Flavor is the predominant characteristic of meat responsible for consumer preferences. One of the most important causes of flavor deterioration in meat is lipid oxidation that begins almost instantly after slaughter (Gray and Pearson, 1994). Autoxidation of lipids is carried out by a free radical chain reaction. The initial step in this reaction is the formation of peroxide that further degrades into several reactive compounds including malonaldehyde (MA) (Ranken, 1989; Raharjo and Sofos, 1993). These secondary products are responsible for undesirable or "rancid" flavors (Shahidi, 1994).
Due to its non-homogeneous nature there are no good methods to evaluate the lipid oxidation of meat. Currently, one of the most common analytical methods for determining lipid oxidation in meat is the TBA assay, which measures a TBA-MA complex with an absorbance maximum at 530 nm (Nawar, 1996). The TBA method has certain limitations in food systems. TBA non-specifically reacts with compounds such as sugars, ascorbic acid, and non-enzymatic browning products often present in foods (Decker et al., 1998). Another potential drawback to the TBA method is that MA is not always present in all food systems, which could produce biased results (Gray, 1978).

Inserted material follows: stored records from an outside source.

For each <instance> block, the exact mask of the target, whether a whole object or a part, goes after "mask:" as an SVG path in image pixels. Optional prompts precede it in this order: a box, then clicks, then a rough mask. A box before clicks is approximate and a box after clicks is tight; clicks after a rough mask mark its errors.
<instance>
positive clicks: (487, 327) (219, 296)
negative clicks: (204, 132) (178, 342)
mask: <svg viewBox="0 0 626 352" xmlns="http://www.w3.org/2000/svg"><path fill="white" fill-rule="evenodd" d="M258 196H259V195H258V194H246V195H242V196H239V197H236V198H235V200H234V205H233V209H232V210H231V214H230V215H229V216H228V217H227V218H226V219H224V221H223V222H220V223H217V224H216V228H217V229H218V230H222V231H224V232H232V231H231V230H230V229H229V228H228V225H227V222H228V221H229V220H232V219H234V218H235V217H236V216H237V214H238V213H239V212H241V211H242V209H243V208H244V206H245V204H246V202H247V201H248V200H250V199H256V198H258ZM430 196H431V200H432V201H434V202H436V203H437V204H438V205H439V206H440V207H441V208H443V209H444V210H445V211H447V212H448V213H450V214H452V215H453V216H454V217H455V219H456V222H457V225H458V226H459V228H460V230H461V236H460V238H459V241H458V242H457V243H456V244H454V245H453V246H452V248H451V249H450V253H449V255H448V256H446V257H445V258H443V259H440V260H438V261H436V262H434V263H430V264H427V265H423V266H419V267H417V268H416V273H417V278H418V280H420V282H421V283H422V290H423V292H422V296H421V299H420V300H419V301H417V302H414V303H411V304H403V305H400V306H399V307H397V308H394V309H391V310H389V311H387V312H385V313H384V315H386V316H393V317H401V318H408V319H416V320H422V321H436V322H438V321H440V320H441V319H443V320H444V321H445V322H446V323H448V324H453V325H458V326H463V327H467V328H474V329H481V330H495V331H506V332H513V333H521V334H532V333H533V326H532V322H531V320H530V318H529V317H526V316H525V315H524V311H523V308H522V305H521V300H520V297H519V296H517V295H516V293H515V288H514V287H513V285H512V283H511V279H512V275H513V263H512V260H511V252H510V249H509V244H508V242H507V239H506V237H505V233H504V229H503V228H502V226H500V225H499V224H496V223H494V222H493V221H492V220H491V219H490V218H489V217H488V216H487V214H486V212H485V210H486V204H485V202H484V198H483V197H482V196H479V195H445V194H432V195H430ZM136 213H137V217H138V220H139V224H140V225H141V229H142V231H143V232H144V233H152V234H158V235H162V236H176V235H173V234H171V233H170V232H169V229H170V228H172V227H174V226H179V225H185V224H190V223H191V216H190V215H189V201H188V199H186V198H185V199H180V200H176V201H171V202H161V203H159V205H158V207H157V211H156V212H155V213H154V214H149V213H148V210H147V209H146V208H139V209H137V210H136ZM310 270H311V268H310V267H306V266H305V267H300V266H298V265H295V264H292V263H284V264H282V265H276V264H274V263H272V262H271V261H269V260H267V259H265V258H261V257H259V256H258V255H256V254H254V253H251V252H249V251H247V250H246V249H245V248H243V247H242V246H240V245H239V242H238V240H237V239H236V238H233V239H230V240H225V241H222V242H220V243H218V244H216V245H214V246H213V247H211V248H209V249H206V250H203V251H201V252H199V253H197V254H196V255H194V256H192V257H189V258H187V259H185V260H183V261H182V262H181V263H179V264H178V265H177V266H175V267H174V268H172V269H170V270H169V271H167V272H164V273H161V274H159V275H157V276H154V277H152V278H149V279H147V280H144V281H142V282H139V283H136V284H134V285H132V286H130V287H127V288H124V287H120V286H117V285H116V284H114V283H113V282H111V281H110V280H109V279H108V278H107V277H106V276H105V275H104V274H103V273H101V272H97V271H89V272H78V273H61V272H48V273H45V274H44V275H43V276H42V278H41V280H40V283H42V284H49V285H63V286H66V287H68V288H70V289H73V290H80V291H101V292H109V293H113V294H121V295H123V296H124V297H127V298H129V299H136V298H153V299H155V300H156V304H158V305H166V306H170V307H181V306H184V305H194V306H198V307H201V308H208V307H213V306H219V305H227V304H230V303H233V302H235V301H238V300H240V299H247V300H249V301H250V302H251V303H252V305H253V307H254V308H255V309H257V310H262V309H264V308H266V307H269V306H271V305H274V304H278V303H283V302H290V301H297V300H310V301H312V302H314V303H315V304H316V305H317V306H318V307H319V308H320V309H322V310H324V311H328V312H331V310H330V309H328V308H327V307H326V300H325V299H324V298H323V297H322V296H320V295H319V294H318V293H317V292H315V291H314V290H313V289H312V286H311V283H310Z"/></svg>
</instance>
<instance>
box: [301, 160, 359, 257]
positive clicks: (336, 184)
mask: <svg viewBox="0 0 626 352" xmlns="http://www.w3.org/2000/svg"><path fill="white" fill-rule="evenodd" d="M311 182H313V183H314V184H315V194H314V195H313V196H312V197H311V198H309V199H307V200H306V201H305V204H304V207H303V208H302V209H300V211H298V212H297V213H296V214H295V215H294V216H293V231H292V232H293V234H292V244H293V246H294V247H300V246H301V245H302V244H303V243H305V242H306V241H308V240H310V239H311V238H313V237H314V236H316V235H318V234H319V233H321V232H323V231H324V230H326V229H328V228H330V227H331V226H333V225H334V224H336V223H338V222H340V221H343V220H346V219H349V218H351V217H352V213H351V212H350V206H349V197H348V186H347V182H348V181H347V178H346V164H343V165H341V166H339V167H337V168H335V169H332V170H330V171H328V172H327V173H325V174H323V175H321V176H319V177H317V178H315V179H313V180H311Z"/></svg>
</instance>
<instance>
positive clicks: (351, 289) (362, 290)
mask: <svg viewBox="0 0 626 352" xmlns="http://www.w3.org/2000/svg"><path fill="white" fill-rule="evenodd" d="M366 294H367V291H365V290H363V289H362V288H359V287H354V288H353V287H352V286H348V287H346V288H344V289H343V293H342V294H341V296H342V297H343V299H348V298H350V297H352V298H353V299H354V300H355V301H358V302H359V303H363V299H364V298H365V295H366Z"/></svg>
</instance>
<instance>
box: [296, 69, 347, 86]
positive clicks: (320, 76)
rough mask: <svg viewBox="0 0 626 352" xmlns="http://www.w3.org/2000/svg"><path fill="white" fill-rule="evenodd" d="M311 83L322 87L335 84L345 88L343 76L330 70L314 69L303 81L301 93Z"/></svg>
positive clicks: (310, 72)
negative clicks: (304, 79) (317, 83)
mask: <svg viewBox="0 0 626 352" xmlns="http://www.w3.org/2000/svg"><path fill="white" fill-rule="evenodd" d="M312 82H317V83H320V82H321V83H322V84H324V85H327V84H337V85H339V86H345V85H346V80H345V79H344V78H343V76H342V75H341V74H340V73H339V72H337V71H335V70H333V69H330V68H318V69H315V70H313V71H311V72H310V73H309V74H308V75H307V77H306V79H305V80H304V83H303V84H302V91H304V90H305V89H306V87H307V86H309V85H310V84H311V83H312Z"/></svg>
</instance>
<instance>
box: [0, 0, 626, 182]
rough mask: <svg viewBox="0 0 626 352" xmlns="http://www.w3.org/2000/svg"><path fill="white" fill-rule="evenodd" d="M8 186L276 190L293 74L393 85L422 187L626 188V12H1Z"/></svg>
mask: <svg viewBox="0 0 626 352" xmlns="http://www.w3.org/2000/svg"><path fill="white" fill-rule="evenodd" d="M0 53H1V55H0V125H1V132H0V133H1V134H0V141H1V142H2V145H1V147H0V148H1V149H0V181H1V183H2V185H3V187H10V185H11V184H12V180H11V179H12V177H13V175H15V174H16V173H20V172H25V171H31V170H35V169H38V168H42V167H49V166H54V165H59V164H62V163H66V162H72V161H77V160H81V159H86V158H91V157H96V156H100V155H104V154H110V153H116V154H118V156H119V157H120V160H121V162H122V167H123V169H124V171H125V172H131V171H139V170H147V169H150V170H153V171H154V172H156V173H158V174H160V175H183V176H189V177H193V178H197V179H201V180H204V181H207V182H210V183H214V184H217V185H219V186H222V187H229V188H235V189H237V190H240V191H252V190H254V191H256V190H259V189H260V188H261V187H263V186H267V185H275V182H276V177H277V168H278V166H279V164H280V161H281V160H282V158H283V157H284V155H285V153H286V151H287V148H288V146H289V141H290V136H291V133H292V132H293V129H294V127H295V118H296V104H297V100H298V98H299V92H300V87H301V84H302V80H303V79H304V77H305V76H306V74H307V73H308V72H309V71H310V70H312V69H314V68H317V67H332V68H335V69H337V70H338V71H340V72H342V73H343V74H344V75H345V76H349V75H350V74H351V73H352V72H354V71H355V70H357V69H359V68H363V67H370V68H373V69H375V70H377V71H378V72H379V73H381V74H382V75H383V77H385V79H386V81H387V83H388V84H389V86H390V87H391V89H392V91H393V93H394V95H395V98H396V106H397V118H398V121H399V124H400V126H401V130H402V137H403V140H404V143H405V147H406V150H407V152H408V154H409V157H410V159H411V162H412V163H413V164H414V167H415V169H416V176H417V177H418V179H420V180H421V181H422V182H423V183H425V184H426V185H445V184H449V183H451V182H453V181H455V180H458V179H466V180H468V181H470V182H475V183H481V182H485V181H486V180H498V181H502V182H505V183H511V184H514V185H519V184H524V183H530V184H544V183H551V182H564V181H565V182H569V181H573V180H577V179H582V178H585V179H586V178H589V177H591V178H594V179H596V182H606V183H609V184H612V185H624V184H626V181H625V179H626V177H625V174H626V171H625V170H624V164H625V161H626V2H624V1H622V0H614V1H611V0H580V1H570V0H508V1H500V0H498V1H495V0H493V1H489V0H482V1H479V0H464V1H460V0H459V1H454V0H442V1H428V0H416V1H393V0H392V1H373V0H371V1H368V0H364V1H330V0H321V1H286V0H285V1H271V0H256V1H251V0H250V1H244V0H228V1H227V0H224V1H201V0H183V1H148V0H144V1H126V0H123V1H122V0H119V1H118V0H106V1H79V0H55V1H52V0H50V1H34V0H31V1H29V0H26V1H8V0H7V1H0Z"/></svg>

Another common analytical method of determining lipid oxidation is the PV. The assay for peroxides is the most direct measurement of lipid oxidation (Fielder, 1974). The AOCS method of determining PV requires a multi-step titration and a 1 min incubation that has been described as insufficient (Lezerovich, 1985; Takagi et al., 1978). The AOCS method also is subject to inherent experimental error due to the subjectivity in visual endpoint determination (Fielder, 1974). Some colorimetric peroxide methods have been developed to minimize the subjectivity in visual endpoint determination, including the measurement of Cadmium iodide (Takagi et al., 1978) or triiodide in the UV range (Lezerovich, 1985; Lovaas, 1992). However, these methods have the disadvantages of requiring the use of expensive or toxic compounds (Takagi et al., 1978) and result in the generation of unstable or hazardous ions (Lezerovich, 1985; Lovaas, 1992).
The purpose of this research was to develop a rapid, sensitive, and reproducible spectrometric method of determining peroxide values, incorporating the advantages and eliminating many disadvantages of the TBA and AOCS methods.